- Conference: Pacific-8 Conference
- Record: 20–6 (10–4 Pac-8)
- Head coach: Marv Harshman (1st season);
- Home arena: Hec Edmundson Pavilion

= 1971–72 Washington Huskies men's basketball team =

American college basketball season

The 1971–72 Washington Huskies men's basketball team represented the University of Washington for the 1971–72 NCAA college basketball season. Led by first-year head coach Marv Harshman, the Huskies were members of the Pacific-8 Conference and played their home games on campus at Hec Edmundson Pavilion in Seattle, Washington.

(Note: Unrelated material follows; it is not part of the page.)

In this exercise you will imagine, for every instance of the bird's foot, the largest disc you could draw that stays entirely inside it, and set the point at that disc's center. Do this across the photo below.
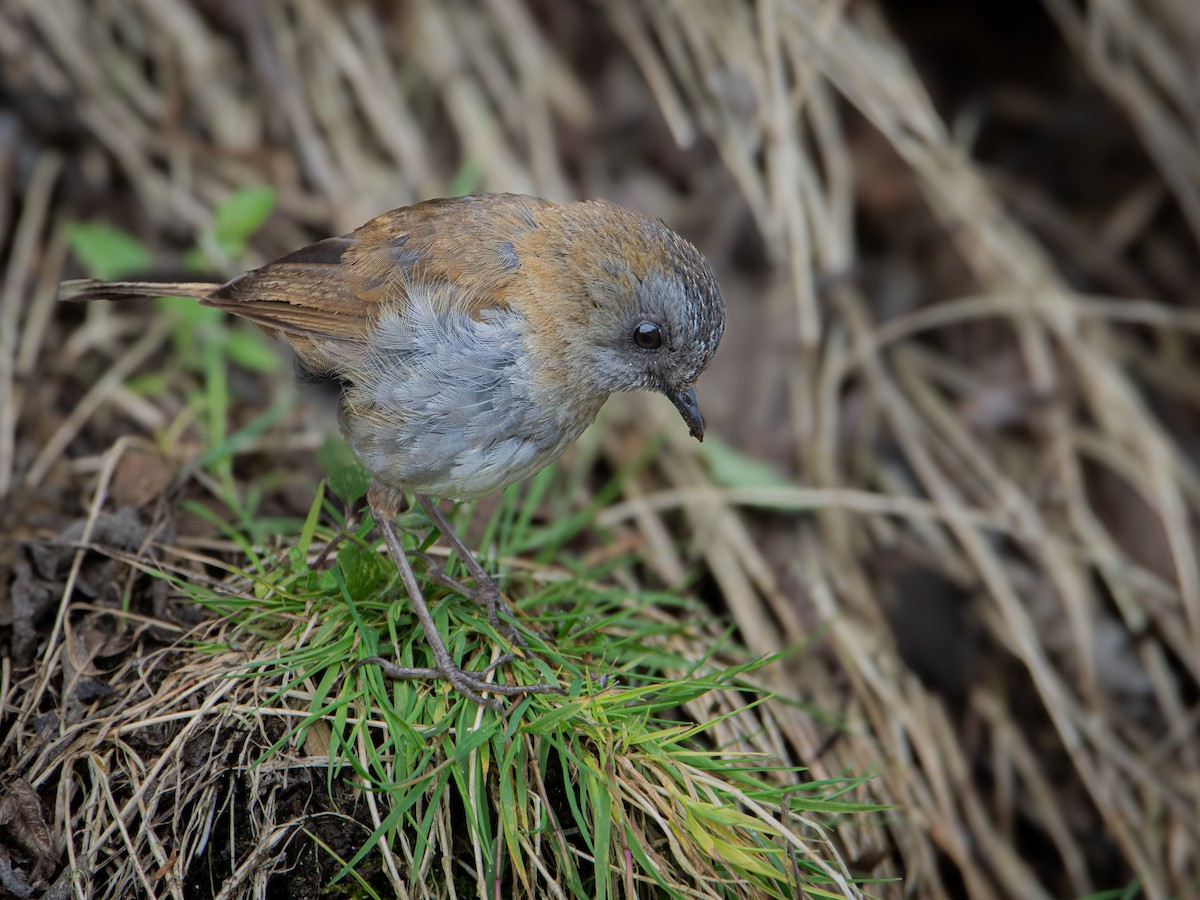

The Huskies were 20–6 overall in the regular season and 10–4 in conference play, second in the standings; it was Washington's best season in nineteen years. The 25-team NCAA tournament included only one Pac-8 team, champion UCLA. The Huskies did not play in the 16-team National Invitation Tournament (NIT) because the Pac-8 did not allow it. This rule was changed after this season and USC played in the NIT in 1973.

Previous head coach Tex Winter left in May 1971 to become head coach of the NBA's San Diego Rockets, who moved to Houston the next month. Harshman was hired in June, and led the Huskies for fourteen seasons. He was previously the head coach at rival Washington State for thirteen years, preceded by thirteen years at his alma mater, Pacific Lutheran.